To determine whether there is a causal relationship among the digital economy, government innovation preference, and regional innovation capacity, and to test whether the explanatory variable information has predictive power for the explained variables, this study adopts the Granger causality test [79]. This methodology is grounded in the time series predictive causality framework introduced by Granger [80]. According to this framework, if the historical data of the explanatory variable significantly enhance the predictive accuracy after accounting for the lagged terms of the dependent variable, a Granger causality relationship is statistically inferred. It is important to acknowledge that the Granger causality test exhibits limited robustness, and the causal relationships derived from this test may not accurately reflect the true causal dynamics, serving only as a reference. The results of the test are presented in Appendix C.

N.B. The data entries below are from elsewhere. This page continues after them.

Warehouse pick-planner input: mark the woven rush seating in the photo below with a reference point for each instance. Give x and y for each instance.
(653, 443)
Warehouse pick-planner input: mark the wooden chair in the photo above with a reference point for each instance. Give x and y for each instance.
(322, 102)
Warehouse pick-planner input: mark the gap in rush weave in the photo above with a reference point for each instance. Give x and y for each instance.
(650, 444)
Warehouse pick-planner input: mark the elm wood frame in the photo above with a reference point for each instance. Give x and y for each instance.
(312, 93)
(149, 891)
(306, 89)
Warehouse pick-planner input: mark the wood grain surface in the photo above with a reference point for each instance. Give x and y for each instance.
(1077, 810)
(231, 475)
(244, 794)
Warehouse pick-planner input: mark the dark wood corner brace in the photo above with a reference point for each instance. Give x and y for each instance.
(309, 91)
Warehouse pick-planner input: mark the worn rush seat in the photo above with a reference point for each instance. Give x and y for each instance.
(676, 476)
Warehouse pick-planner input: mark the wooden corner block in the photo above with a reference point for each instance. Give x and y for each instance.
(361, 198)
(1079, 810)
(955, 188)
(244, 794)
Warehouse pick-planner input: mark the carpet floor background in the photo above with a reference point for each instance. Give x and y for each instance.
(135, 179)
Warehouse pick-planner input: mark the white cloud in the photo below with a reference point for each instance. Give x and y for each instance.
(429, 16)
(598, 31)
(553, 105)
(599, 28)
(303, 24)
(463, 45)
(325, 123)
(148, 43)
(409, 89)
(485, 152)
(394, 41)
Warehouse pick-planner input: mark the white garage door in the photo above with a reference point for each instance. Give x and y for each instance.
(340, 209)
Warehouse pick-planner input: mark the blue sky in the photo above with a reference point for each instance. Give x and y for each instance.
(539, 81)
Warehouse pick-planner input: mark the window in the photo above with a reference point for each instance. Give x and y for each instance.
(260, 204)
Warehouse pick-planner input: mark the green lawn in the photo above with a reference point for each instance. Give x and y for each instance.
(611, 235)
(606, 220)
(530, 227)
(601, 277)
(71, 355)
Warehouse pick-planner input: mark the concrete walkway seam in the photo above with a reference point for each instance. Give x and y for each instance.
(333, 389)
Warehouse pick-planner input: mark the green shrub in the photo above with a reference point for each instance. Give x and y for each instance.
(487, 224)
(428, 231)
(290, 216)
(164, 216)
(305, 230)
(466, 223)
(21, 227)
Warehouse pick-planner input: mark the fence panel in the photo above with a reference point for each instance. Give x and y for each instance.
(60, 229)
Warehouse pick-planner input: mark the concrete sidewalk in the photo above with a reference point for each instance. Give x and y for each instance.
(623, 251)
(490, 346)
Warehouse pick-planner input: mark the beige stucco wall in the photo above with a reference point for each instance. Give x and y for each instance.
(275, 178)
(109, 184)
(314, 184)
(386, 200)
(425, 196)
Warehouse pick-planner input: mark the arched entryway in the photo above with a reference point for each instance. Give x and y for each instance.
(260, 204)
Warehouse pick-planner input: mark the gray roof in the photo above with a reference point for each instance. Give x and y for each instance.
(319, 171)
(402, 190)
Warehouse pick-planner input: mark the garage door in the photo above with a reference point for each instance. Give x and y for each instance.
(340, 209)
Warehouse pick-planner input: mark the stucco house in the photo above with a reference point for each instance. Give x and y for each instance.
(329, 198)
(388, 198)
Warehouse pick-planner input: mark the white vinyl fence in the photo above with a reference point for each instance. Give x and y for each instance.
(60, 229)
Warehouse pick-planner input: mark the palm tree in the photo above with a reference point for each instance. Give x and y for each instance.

4.6. Impulse Response Function

To ensure the validity of the impulse response and variance decomposition, it is necessary to conduct a stability test on the PVAR(1) model before the analysis. The stability test can reflect the impact of the change in one endogenous variable on itself and other endogenous variables in the model. This method holds that if all characteristic roots are within the unit circle, that is, if the modulus of all characteristic roots is less than 1, then the model is stable, which is a prerequisite for conducting impulse response and variance decomposition [81]. Therefore, we conduct stability tests on Models 1 and 2. As shown in Figure 1 and Figure 2, all characteristic roots of Models 1 and 2 are within the unit circle; therefore, the model is stable.
This study employs 500 Monte Carlo simulations, establishing the response period at 10 intervals. The impulse response graphs for PVAR Model 1 and PVAR Model 2 are subsequently derived, as depicted in Figure 3 and Figure 4. The horizontal axis denotes the number of response periods to the shock, whereas the vertical axis indicates the magnitude of the response to the shock. The central dotted line represents the actual variation in the impulse response function, whereas the two solid lines above and below delineate the potential range of the impulse response. As the number of response periods increases, the impulse response functions of all the variables converge to zero, indicating the relevance of the models under investigation.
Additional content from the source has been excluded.